Disparition en mer à Marie-Galante : les recherches cessent, Frantz Feler déclaré disparu
Après trois jours de recherches intensives, le délégué du gouvernement pour l'action de l'État en mer a décidé, en concertation avec le préfet de la Guadeloupe, d'arrêter les recherches par moyens dirigés pour retrouver Frantz Feler disparu au large de Marie-Galante.
Tout commence dimanche 5 avril. Frantz Feler quitte Grand-Bourg, à Marie-Galante, à bord de sa saintoise “Butor”, un bateau de 6 mètres. Il doit rentrer en milieu d'après-midi. Mais les heures passent et il ne donne aucune nouvelle. Le lendemain, lundi 6 avril, ses proches, inquiets, alertent le Centre opérationnel de surveillance et de sauvetage Antilles-Guyane (CROSS AG). Immédiatement, les pêcheurs marie-galantais transmettent aux secours des informations sur les habitudes de pêche du disparu. Certains se portent même spontanément à sa recherche.

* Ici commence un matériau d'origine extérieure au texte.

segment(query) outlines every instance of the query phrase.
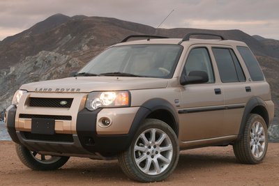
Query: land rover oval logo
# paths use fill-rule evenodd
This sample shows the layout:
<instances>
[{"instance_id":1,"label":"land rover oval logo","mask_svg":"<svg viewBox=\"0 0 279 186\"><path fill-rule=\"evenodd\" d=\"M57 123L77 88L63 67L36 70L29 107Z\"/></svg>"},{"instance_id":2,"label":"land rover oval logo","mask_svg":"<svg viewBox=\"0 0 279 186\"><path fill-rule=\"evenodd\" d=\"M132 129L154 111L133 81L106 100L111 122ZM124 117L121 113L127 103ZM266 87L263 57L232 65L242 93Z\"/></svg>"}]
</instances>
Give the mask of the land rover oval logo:
<instances>
[{"instance_id":1,"label":"land rover oval logo","mask_svg":"<svg viewBox=\"0 0 279 186\"><path fill-rule=\"evenodd\" d=\"M66 105L67 103L68 103L67 101L61 101L60 102L60 104L62 106Z\"/></svg>"}]
</instances>

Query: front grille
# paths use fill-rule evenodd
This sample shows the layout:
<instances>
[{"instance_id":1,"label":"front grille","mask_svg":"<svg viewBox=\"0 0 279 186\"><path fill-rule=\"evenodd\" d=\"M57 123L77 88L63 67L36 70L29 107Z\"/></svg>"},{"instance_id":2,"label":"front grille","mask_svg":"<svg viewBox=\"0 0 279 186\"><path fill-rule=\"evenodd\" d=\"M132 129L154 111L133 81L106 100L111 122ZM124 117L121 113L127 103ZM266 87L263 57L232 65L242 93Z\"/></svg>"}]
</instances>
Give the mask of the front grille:
<instances>
[{"instance_id":1,"label":"front grille","mask_svg":"<svg viewBox=\"0 0 279 186\"><path fill-rule=\"evenodd\" d=\"M29 132L22 132L27 139L33 139L40 141L73 142L72 134L55 134L53 135L32 134Z\"/></svg>"},{"instance_id":2,"label":"front grille","mask_svg":"<svg viewBox=\"0 0 279 186\"><path fill-rule=\"evenodd\" d=\"M30 107L70 108L73 98L29 98Z\"/></svg>"},{"instance_id":3,"label":"front grille","mask_svg":"<svg viewBox=\"0 0 279 186\"><path fill-rule=\"evenodd\" d=\"M43 118L43 119L54 119L54 120L72 120L70 116L52 116L52 115L36 115L36 114L20 114L20 118Z\"/></svg>"}]
</instances>

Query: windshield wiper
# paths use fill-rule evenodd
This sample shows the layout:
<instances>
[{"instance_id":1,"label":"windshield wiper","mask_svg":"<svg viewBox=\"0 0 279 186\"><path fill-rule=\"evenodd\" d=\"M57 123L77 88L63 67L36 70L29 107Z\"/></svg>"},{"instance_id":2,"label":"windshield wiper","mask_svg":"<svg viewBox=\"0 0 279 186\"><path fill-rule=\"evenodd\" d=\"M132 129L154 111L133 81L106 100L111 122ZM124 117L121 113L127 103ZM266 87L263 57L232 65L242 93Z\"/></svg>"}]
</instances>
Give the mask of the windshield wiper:
<instances>
[{"instance_id":1,"label":"windshield wiper","mask_svg":"<svg viewBox=\"0 0 279 186\"><path fill-rule=\"evenodd\" d=\"M102 73L102 74L100 74L100 75L104 75L104 76L123 76L123 77L144 77L144 76L141 76L141 75L133 75L133 74L120 72Z\"/></svg>"},{"instance_id":2,"label":"windshield wiper","mask_svg":"<svg viewBox=\"0 0 279 186\"><path fill-rule=\"evenodd\" d=\"M81 72L81 73L76 73L74 75L74 77L77 76L98 76L99 75L89 73L89 72Z\"/></svg>"}]
</instances>

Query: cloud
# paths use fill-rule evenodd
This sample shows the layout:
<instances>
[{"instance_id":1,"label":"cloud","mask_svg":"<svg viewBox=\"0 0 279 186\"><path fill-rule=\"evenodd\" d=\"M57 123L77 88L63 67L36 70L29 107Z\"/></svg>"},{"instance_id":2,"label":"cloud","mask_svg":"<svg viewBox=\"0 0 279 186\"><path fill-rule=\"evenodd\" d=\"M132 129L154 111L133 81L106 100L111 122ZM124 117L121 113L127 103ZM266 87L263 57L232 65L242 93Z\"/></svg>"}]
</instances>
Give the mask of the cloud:
<instances>
[{"instance_id":1,"label":"cloud","mask_svg":"<svg viewBox=\"0 0 279 186\"><path fill-rule=\"evenodd\" d=\"M0 35L23 31L56 13L110 17L156 27L174 9L160 28L238 29L279 39L278 7L278 0L1 0ZM5 37L1 36L0 40Z\"/></svg>"}]
</instances>

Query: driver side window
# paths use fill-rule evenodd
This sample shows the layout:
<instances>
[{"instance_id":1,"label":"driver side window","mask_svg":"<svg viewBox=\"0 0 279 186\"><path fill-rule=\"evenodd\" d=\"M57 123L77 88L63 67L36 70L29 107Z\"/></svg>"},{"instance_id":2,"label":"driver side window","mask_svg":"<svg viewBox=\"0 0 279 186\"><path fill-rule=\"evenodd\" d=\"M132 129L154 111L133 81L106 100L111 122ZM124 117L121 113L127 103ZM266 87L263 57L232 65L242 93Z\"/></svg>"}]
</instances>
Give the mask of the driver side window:
<instances>
[{"instance_id":1,"label":"driver side window","mask_svg":"<svg viewBox=\"0 0 279 186\"><path fill-rule=\"evenodd\" d=\"M195 48L190 52L183 73L188 75L190 72L195 70L206 72L209 75L209 81L206 83L214 83L212 65L206 48Z\"/></svg>"}]
</instances>

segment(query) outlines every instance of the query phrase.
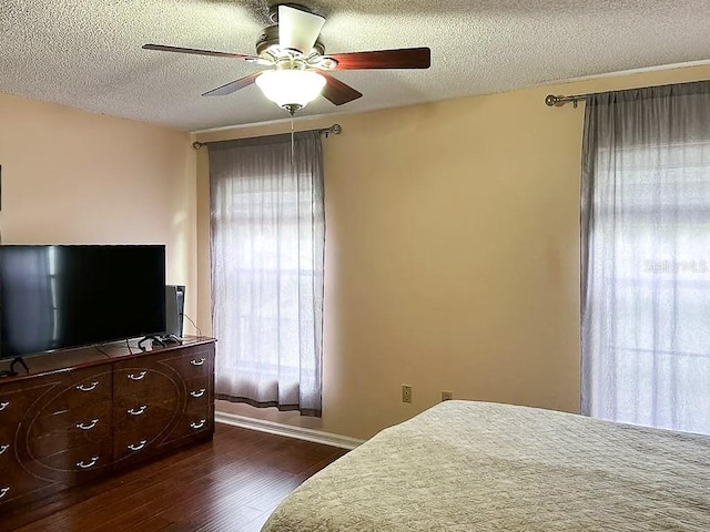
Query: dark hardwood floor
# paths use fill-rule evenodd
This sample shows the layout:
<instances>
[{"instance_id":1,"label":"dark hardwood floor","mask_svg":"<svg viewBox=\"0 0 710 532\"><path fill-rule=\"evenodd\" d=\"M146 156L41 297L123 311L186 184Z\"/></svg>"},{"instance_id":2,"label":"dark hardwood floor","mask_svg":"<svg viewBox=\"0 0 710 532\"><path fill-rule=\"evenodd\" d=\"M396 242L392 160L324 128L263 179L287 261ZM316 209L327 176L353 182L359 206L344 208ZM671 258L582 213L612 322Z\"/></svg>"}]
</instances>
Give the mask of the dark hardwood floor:
<instances>
[{"instance_id":1,"label":"dark hardwood floor","mask_svg":"<svg viewBox=\"0 0 710 532\"><path fill-rule=\"evenodd\" d=\"M212 442L0 514L0 530L257 532L284 497L346 452L217 423Z\"/></svg>"}]
</instances>

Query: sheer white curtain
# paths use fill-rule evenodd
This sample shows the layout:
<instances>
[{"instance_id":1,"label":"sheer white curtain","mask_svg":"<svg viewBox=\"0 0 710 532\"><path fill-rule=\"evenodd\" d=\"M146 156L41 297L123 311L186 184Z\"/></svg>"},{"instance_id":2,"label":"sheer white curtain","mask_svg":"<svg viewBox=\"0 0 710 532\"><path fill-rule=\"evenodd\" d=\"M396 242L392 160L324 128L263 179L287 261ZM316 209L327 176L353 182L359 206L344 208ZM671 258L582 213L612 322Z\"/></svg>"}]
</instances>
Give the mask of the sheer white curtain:
<instances>
[{"instance_id":1,"label":"sheer white curtain","mask_svg":"<svg viewBox=\"0 0 710 532\"><path fill-rule=\"evenodd\" d=\"M710 433L710 83L590 96L582 413Z\"/></svg>"},{"instance_id":2,"label":"sheer white curtain","mask_svg":"<svg viewBox=\"0 0 710 532\"><path fill-rule=\"evenodd\" d=\"M216 396L320 416L321 135L209 146Z\"/></svg>"}]
</instances>

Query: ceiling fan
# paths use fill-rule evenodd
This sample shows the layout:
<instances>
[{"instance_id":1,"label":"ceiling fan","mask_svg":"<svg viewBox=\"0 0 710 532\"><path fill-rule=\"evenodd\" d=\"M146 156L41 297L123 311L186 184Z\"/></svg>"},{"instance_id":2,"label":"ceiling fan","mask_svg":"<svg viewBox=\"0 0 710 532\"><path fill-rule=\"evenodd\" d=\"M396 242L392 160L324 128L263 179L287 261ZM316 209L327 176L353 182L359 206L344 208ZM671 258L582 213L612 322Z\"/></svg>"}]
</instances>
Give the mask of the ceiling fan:
<instances>
[{"instance_id":1,"label":"ceiling fan","mask_svg":"<svg viewBox=\"0 0 710 532\"><path fill-rule=\"evenodd\" d=\"M256 55L162 44L144 44L143 49L240 59L271 66L271 69L254 72L202 95L222 96L256 83L267 99L292 115L320 94L323 94L335 105L343 105L363 95L331 75L328 73L331 71L428 69L432 64L432 51L428 48L326 55L325 47L318 40L325 24L325 18L312 13L307 8L296 3L272 6L270 13L274 24L264 28L258 35Z\"/></svg>"}]
</instances>

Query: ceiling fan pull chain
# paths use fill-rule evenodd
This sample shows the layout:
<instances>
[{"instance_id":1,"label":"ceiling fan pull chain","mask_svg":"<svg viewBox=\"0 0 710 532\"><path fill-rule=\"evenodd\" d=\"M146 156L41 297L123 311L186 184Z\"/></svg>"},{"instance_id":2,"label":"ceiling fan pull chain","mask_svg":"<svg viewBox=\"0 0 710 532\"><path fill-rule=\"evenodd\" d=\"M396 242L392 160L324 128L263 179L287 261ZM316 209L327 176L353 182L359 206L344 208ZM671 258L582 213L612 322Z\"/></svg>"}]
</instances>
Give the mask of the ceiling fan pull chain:
<instances>
[{"instance_id":1,"label":"ceiling fan pull chain","mask_svg":"<svg viewBox=\"0 0 710 532\"><path fill-rule=\"evenodd\" d=\"M293 152L294 152L294 149L293 149L293 117L292 117L291 119L291 173L295 175L296 168L293 164Z\"/></svg>"}]
</instances>

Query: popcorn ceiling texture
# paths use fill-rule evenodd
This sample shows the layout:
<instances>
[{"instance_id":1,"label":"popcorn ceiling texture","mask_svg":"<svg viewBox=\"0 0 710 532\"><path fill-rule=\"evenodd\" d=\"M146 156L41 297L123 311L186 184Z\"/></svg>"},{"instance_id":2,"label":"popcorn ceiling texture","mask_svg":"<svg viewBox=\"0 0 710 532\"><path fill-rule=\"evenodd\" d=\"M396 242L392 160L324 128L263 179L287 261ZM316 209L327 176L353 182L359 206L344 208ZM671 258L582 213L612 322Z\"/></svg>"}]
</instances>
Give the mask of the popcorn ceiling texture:
<instances>
[{"instance_id":1,"label":"popcorn ceiling texture","mask_svg":"<svg viewBox=\"0 0 710 532\"><path fill-rule=\"evenodd\" d=\"M428 45L426 71L335 75L364 96L298 115L359 112L544 82L710 60L708 0L302 0L327 18L326 53ZM179 130L286 117L256 86L203 92L254 72L144 43L254 53L260 0L0 0L0 91Z\"/></svg>"}]
</instances>

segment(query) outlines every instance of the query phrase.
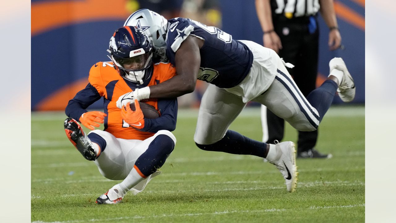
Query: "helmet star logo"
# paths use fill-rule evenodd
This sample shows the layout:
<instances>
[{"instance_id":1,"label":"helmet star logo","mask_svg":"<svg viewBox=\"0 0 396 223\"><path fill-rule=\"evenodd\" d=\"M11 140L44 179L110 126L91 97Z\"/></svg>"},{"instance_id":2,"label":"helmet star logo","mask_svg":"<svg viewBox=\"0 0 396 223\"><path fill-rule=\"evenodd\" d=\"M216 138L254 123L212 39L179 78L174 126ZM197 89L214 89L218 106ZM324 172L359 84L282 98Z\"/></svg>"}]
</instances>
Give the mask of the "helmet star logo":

Dès l'alerte donnée, d'importants moyens sont engagés. L'hélicoptère Dragon 971 de la sécurité civile effectue trois sorties et ratisse quatre zones différentes. La SNS 2140 Ceto, de la station SNSM des Saintes, est également déployée à l'ouest de l'archipel. Mais les recherches sont rendues particulièrement difficiles par un manque cruel d'informations : les secours ne connaissent ni la dernière position connue du navire, ni sa destination effective. À la tombée de la nuit, les recherches sont suspendues, pour reprendre le lendemain matin.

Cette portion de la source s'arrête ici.